Four days later, on Tuesday, the IRS revealed that six more of its employees, some high-ranking, also lost much of their e-mail correspondence between 2009 and 2011 due to the crash. Among them was Nikole Flax, chief of staff to former acting IRS Commissioner Steven Miller.
The disclosure sparked Republican anger and skepticism.
“The time for which Ms. Flax’s communications are unrecoverable covers when the Washington, D.C. office wrote and directed the Cincinnati Field Office to send abusive questionnaires, including inappropriate demands for donor information, to conservative groups,” House Republicans said in a press release.
The statement notes that Flax visited the White House 15 times during the two-year period in question — though, according to PoliticoPro, most of these visits concerned the new health-care law.
“Who was she visiting at the White House and what were they talking about? Was she updating the White House on the targeting or was she getting orders? These are answers we don’t have yet, because – surprise, surprise – a few computers crashed,” the House Republicans said.
In addition to questioning the timing of the computer crash, some commentators have also doubted the technical plausibility of e-mails disappearing into cyber-space with no chance of recovery.
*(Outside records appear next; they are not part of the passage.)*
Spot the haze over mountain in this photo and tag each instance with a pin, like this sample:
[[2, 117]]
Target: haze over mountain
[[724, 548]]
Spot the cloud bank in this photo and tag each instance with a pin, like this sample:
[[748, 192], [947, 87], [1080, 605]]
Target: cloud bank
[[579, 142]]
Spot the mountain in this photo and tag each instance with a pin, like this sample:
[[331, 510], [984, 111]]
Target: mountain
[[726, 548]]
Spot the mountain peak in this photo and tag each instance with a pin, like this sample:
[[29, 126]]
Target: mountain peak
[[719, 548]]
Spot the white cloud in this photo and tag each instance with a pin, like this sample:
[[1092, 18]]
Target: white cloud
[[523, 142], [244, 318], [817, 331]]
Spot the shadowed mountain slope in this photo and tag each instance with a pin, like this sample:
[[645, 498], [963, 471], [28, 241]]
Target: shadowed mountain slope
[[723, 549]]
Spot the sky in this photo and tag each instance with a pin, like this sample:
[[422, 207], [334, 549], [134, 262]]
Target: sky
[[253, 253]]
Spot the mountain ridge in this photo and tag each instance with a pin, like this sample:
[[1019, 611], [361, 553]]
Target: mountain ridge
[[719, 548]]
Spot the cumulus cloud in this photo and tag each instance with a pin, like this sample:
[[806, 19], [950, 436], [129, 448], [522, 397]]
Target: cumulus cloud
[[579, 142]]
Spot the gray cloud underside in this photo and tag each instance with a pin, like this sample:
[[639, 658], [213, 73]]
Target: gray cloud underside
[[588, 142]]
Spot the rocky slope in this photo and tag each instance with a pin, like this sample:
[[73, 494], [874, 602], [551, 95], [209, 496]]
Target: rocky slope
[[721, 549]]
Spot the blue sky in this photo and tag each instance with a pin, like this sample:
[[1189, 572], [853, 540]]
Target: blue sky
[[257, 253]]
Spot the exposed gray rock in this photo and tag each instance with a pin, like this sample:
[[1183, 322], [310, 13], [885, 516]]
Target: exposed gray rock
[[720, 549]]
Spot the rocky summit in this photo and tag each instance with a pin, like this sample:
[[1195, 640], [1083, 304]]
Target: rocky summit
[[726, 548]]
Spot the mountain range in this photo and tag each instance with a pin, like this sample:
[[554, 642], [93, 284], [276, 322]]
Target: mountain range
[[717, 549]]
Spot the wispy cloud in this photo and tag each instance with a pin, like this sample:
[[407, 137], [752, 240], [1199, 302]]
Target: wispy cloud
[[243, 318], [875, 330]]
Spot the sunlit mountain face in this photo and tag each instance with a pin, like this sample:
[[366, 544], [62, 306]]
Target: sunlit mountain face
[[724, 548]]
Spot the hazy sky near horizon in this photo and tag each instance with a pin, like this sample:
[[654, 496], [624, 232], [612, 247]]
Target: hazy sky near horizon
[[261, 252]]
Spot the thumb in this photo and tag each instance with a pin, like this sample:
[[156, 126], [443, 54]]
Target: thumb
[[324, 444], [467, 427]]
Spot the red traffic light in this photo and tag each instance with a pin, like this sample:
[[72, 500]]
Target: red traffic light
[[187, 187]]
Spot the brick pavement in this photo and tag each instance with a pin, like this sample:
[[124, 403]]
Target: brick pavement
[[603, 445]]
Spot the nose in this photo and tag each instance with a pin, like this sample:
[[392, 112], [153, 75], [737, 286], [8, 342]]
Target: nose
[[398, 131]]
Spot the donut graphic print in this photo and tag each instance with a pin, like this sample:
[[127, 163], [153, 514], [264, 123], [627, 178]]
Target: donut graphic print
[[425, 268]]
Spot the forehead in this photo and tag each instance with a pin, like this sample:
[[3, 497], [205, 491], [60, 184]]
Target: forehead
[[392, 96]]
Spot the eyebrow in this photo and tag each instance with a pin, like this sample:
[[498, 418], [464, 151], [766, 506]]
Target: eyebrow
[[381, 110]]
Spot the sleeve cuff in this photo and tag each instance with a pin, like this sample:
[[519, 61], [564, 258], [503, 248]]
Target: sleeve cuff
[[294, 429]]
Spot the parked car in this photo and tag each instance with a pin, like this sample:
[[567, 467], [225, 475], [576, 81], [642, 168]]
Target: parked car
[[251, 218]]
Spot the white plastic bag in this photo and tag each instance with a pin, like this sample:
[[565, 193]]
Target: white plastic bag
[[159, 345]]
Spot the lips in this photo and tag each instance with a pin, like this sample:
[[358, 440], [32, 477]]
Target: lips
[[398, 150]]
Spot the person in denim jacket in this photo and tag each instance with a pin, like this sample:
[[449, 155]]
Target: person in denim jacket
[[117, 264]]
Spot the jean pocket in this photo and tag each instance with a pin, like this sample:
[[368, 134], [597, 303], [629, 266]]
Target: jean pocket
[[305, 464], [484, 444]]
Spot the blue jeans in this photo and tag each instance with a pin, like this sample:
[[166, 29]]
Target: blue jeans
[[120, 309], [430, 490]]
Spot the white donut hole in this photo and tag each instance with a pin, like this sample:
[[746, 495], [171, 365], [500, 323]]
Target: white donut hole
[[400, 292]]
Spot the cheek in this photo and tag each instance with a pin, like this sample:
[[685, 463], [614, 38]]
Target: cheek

Writing in the Wall Street Journal Monday, conservative journalist James Taranto compared Lerner to Richard Nixon's longtime secretary Rose Mary Woods, who was once famously photographed re-creating the unlikely pose that she said caused her to accidentally destroy a portion of President Nixon’s controversial and damaging White House tapes.
“IT professionals from outside the administration say the Lois Stretch is quite a stretch, too,” Mr. Taranto wrote, citing the opinions of a number of computer science professionals.
The White House, for its part, stood behind the IRS Monday, saying the agency had made a “good-faith effort” to provide the requested e-mails and describing the conservative criticism as “unreasonable.”
Corroborating the White House’s claims on behalf of the IRS of a “good faith effort” are the 24,000 e-mails from Lerner during the 2009 to 2011 period that the IRS was able to collect from the hard drives of her correspondents. In one e-mail chain, stretching from July 19 to Aug. 16, 2011, Lerner asks a member of the IRS Information Technology Division to help her recover the rest of the lost e-mails.
“My computer skills are pretty basic, so nothing fancy – but there were some documents in the files that were irreplaceable,” writes Lerner. “Whatever you can do to help is much appreciated.
After three weeks, the IT correspondent wrote that the files could not be recovered.
Regardless of the IRS’s intentions, the agency may be guilty of incompetence. According to the IRS’s own guidelines, the organization is supposed to provide for “backup and recovery of records to protect against information loss and corruption." Congressional officials are also trying to determine whether the IRS broke the Federal Records Act, which sets standards for the documentation of government correspondence.